Rieger, Carl Heinrich - Kurze Betrachtungen über die Psalmen - Der 144. Psalm.

1. Ein Psalm Davids. Gelobt sei der HErr, mein Hort, der meine Hände lehrt streiten, und meine Fäuste kriegen; 2. Meine Güte, und meine Burg, mein Schutz und mein Erretter, mein Schild, auf den ich traue, der mein Volk unter mich zwingt. 3. HErr, was ist der Mensch, dass du dich seiner so annimmst? Und des Menschen Kind, dass du ihn so achtest? 4. Ist doch der Mensch gleich wie nichts; seine Zeit fährt dahin, wie ein Schatten. 5. HErr, neige deine Himmel, und fahre herab, taste die Berge an, dass sie rauchen; 6. Lass blitzen, und zerstreue sie; schieße deine Strahlen, und schrecke sie; 7. Sende deine Hand von der Höhe, und erlöse mich, und errette mich von großen Wassern, von der Hand der fremden Kinder, 8. Welcher Lehre ist kein nütze, und ihre Werke sind falsch. 9. GOtt, ich will dir ein neues Lied singen, ich will dir spielen auf dem Psalter von zehn Saiten, 10. Der du den Königen Sieg gibst, und erlösest deinen Knecht David vom mörderischen Schwert des Bösen. 11. Erlöse mich auch, und errette mich von der Hand der fremden Kinder, welcher Lehre ist kein nütze, und ihre Werke sind falsch. 12. Dass unsere Söhne aufwachsen in ihrer Jugend. wie die Pflanzen, und unsere Töchter wie die ausgehauene Erker, gleichwie die Paläste; 13. Und unsere Kammern voll seien, die heraus geben können einen Vorrat nach dem andern; dass unsere Schafe tragen tausend und hundert tausend auf unseren Dörfern; 14. Dass unsere Ochsen viel erarbeiten; dass kein Schade, kein Verlust, noch Klage auf unseren Gassen sei. 15. Wohl dem Volk, dem es also geht.
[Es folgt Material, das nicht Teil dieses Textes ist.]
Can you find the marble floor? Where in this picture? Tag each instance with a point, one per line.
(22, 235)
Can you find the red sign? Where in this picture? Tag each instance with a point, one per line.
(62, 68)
Aber wohl dem Volk, des der HErr sein GOtt ist.

Der 144. Psalm hat wieder die Überschrift: Ein Psalm Davids. Darin freut sich 1) David des HErrn seines GOttes in Absicht auf das Vergangene, und betet GOtt an, dass Er sich so zu des Menschen Niedrigkeit herunterlasse, V. 1 - 4. 2) Hernach ruft er GOtt um Hilfe und Beistand in Absicht auf das Gegenwärtige an, V. 5-8. 3) Aufs Weitere verspricht er GOtt bei künftiger Erfahrung seiner Hilfe ein neues Lied, und hält seiner eitlen Feinde Ruhmredigkeit, und seine und seines Gleichen gegründete Freude an GOtt gegen einander, V. 9-15. Mensch, was meinst du, das was göttlich, oder das was menschlich ist? Göttlich ist der Sinn, der durch Leiden mit Christo zur Herrlichkeit will und dringt. Menschlich ist der Sinn, der ohne Leiden Ruhe haben will fürs Fleisch, und den Nutzen des Leidens ausschlägt. Lasse Andere greifen nach was sie wollen, bleibe du bei dem: Wohl dem, des der HErr sein GOtt ist. Zeitlich ist eben zeitlich, wenn‘s noch so groß scheint und klingt.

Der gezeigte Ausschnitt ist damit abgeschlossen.